But the exchange with Granic Allen was one of a small number of moments when the central claim of Elliott’s candidacy—that she’s a grown-up who’s served in the Ontario legislature and dealt in sophisticated ways with the realities of power—seemed both true and interesting.

In some ways, all of the candidates had a good night. Caroline Mulroney is pretty clearly her mother Mila’s daughter, soft-spoken and non-confrontational and without a hint of the Brian Mulroney blarney. But she was more specific on her policies than before, and a couple of times she allowed a glimpse of an agreeably dark sense of humour. Ford was Ford, blunt and cheerful. Granic Allen has probably already succeeded in establishing herself as a standard-bearer among social conservatives in the province.

In other ways they all had a predictably awful night. Nothing any of them said adds up as a governing plan for the province. By and large they all oppose a carbon tax that would be a lucrative source of government revenue, even as they wish the Liberals would reduce the debt—and even though most sketched vague but unmistakably ambitious plans for improving health-care delivery in the province’s rural areas.

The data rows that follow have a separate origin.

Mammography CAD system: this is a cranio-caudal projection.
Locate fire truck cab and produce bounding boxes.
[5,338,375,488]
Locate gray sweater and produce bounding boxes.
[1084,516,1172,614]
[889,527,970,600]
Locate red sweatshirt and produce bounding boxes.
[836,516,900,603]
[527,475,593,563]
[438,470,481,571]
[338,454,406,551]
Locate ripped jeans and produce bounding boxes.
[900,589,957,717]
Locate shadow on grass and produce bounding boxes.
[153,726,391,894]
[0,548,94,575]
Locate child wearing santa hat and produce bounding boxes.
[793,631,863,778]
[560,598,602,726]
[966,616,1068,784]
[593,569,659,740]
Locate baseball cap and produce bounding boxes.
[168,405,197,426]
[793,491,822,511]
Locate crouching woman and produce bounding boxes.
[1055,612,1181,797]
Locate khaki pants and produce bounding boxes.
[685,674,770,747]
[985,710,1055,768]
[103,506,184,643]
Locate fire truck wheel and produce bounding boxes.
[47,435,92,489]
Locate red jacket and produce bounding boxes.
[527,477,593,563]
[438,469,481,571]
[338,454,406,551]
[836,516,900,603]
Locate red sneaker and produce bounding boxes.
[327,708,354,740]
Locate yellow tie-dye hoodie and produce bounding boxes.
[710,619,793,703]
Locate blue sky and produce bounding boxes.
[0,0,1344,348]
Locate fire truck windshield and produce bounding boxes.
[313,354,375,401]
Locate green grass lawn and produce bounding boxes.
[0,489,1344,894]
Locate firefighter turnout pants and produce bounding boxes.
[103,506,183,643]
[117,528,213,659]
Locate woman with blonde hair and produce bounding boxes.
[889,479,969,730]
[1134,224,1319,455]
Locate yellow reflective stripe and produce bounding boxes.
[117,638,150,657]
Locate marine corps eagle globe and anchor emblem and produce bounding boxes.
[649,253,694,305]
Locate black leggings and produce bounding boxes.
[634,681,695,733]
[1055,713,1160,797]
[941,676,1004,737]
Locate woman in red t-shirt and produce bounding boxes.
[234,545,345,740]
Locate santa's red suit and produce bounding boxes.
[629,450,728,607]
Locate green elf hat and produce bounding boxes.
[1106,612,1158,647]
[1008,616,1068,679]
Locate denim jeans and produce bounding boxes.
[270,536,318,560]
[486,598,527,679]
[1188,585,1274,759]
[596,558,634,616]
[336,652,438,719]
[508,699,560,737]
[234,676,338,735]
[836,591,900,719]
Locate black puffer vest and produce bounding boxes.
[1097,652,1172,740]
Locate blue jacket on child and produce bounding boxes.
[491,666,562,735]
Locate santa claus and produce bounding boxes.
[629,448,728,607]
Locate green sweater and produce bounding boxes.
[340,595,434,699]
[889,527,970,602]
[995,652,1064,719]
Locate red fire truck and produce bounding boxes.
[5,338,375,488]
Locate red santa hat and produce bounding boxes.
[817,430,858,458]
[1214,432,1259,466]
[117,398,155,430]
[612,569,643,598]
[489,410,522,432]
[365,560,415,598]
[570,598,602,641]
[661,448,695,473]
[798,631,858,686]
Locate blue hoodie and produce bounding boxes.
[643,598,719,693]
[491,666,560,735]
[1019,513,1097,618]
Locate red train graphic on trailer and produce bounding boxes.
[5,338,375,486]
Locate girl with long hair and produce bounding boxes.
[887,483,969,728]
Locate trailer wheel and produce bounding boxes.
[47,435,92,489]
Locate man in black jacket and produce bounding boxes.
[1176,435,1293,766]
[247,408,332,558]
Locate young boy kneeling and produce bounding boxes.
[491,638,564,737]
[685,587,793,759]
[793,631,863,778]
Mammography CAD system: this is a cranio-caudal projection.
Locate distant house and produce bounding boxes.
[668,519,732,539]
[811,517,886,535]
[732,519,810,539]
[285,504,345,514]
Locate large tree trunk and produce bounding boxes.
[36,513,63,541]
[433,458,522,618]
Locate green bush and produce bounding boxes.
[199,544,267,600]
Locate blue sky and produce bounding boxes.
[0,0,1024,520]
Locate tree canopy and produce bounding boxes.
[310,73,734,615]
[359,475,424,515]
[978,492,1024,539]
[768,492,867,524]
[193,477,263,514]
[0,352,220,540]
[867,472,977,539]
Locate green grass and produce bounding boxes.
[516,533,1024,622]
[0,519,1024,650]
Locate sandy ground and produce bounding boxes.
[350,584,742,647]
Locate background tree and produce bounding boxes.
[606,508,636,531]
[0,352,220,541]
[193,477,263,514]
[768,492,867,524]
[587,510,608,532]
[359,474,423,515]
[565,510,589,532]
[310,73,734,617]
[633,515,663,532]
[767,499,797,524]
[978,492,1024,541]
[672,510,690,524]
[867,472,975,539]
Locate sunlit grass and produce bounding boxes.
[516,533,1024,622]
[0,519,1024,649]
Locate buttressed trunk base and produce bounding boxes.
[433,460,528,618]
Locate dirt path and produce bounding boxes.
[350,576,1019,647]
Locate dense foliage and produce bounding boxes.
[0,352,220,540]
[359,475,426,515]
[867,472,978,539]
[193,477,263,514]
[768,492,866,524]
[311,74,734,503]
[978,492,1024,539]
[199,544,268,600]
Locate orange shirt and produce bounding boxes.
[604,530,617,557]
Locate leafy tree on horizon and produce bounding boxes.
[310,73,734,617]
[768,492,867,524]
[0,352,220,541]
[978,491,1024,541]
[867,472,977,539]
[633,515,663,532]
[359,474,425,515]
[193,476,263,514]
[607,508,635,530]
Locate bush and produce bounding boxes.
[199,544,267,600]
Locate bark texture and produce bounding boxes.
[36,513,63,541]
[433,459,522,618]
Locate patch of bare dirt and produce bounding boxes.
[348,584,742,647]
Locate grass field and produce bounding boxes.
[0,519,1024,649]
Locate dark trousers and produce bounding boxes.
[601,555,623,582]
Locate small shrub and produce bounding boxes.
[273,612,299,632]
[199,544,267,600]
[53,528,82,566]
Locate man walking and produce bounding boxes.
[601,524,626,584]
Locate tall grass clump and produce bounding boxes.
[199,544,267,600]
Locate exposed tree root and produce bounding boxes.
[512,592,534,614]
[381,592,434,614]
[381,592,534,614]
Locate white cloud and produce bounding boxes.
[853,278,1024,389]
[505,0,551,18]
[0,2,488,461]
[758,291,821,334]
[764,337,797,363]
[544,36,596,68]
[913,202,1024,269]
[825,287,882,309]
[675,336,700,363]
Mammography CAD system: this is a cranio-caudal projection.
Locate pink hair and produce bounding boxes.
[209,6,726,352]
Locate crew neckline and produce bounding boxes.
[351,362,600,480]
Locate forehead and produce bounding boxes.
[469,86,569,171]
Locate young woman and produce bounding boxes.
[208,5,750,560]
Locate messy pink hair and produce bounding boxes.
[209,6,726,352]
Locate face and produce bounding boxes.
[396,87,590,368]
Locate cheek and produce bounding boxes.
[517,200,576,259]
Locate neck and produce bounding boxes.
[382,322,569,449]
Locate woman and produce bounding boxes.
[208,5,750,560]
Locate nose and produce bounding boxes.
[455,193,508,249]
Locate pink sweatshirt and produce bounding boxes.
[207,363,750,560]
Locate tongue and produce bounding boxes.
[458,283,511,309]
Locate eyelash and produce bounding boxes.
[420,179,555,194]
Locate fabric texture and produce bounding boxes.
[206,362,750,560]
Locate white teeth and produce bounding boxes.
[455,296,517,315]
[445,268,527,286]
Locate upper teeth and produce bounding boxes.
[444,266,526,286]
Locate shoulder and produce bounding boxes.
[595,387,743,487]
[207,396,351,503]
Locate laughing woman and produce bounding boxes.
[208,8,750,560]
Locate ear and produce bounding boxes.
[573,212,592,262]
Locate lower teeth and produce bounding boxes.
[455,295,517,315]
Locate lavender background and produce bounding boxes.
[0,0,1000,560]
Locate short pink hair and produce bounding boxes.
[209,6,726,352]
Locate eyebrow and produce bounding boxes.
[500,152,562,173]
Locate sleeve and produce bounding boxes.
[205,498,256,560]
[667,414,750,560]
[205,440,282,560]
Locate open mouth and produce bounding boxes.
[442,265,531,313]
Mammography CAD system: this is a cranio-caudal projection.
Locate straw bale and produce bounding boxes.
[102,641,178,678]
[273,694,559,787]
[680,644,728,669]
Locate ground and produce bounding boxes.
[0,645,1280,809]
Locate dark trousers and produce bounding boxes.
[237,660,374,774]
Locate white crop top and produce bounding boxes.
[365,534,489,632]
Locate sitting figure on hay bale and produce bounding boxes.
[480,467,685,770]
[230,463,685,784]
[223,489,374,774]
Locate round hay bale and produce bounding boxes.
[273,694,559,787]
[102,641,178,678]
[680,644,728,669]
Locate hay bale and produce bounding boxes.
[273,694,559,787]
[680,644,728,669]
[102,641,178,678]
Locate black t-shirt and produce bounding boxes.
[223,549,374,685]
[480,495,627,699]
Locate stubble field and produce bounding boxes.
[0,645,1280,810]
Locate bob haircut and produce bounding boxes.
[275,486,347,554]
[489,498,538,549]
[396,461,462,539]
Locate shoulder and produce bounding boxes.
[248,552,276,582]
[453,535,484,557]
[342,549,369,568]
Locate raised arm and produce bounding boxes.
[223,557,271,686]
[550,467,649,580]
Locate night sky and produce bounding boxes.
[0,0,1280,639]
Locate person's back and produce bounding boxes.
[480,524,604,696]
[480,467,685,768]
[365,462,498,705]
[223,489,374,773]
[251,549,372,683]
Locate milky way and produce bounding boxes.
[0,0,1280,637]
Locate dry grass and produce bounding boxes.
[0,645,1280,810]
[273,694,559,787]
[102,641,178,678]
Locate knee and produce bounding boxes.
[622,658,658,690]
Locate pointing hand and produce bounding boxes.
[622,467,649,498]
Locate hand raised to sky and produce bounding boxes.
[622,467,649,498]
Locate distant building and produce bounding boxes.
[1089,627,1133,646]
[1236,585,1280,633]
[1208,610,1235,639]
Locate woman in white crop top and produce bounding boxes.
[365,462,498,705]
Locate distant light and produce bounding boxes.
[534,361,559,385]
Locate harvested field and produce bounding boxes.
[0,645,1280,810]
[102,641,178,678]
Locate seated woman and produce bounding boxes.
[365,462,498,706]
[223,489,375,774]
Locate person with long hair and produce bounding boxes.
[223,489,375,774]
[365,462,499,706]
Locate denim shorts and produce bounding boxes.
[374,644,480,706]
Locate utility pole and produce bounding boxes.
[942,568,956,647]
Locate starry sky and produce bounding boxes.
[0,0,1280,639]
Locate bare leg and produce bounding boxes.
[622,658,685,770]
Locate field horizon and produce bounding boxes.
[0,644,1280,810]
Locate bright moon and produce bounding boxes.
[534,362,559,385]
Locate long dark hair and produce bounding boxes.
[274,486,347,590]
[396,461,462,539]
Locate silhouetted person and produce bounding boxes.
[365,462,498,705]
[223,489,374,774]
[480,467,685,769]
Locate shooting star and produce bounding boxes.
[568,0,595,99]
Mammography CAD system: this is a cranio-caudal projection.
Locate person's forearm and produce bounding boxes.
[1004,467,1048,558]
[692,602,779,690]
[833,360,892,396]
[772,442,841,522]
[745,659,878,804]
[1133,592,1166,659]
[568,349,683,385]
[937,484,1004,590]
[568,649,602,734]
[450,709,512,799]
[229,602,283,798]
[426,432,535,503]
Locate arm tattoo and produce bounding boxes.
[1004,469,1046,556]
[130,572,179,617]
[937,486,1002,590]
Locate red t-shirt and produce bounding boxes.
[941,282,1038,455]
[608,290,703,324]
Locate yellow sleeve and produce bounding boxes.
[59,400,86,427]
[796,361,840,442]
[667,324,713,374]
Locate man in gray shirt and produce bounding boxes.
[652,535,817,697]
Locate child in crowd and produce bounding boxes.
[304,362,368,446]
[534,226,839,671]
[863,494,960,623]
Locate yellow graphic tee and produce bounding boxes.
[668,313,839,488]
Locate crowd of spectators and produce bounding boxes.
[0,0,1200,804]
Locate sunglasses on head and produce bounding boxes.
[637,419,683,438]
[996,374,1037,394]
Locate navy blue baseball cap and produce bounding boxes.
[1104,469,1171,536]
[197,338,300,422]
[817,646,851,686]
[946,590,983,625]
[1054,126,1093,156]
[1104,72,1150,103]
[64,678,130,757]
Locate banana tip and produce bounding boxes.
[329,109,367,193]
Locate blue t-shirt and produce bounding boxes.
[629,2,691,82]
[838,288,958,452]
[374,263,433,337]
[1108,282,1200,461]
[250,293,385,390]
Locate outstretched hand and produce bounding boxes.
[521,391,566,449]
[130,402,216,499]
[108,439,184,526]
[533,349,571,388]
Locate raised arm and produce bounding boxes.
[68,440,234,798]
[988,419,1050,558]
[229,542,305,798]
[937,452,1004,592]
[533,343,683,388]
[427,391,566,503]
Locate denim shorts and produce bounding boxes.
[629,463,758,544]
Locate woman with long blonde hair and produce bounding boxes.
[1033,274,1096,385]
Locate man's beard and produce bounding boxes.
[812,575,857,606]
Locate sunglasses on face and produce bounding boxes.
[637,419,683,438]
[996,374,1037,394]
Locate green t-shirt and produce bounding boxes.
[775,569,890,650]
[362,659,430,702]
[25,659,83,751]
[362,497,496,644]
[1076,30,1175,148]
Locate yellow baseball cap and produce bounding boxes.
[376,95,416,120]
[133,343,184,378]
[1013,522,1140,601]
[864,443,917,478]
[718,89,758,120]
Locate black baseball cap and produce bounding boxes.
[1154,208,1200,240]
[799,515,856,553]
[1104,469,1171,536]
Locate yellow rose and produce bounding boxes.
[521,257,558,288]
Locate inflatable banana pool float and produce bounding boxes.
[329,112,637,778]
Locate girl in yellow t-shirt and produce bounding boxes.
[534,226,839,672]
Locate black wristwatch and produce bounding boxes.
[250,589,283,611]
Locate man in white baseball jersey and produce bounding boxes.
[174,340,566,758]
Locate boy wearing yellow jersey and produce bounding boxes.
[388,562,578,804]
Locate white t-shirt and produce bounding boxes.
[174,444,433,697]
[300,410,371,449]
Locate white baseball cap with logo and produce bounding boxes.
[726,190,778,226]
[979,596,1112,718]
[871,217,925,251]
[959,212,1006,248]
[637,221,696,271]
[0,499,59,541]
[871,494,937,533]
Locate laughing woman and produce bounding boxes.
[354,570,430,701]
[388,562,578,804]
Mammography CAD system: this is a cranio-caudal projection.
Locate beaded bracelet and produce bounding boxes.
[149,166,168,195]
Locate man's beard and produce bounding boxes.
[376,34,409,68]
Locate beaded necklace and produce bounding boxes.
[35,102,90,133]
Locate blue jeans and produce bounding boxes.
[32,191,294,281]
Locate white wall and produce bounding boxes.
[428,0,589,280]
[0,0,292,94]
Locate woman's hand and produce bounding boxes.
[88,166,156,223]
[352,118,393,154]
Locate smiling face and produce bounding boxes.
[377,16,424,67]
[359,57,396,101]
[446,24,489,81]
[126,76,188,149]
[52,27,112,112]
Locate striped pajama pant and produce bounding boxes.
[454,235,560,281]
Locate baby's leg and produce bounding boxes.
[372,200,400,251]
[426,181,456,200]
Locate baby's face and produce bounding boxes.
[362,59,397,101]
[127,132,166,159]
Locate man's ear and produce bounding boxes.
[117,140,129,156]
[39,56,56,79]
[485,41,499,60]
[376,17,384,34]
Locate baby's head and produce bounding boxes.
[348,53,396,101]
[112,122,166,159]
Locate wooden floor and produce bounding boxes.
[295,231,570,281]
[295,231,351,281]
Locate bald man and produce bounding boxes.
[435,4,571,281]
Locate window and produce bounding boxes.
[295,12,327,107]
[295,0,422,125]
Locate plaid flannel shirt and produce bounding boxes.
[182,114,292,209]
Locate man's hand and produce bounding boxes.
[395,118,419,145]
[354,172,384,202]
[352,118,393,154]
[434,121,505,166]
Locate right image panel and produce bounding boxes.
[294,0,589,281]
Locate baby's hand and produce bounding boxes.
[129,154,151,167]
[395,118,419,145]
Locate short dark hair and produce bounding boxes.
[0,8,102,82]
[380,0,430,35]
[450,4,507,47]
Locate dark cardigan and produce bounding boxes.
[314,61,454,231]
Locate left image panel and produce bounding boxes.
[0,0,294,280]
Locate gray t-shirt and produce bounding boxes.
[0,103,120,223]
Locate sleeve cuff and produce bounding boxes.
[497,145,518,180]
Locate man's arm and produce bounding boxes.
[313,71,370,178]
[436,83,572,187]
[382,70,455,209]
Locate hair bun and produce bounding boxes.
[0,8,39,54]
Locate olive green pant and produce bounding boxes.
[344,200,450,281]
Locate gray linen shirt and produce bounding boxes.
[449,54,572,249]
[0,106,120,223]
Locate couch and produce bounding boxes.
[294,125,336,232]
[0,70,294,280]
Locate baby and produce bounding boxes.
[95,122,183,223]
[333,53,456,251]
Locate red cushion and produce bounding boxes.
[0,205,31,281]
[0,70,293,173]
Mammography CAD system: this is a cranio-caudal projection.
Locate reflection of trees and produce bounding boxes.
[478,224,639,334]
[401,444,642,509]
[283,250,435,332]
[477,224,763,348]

Taking in fewer revenues while increasing spending and driving debt down would indeed be a hell of a trick, but the lot of them were short on explanations for how they’d do it. Ford was pretty sure health-care costs would plummet if only somebody would “listen to the nurses.” Most of the night operated at about that level of generality.

Probably one of them will be the next premier. The momentum of the Wynne Liberals’ unpopularity will be nearly impossible to brake. Elliott seemed, at crucial moments, like the only one who’s familiar with the tasks normally carried out by a premier. Which helps explain why her opponents so frequently turned toward her, gestured at her, echoed or anticipated or rebutted her spotlight moments. Like backup singers. However this ends, she can tell herself she had one good night amid the chaos.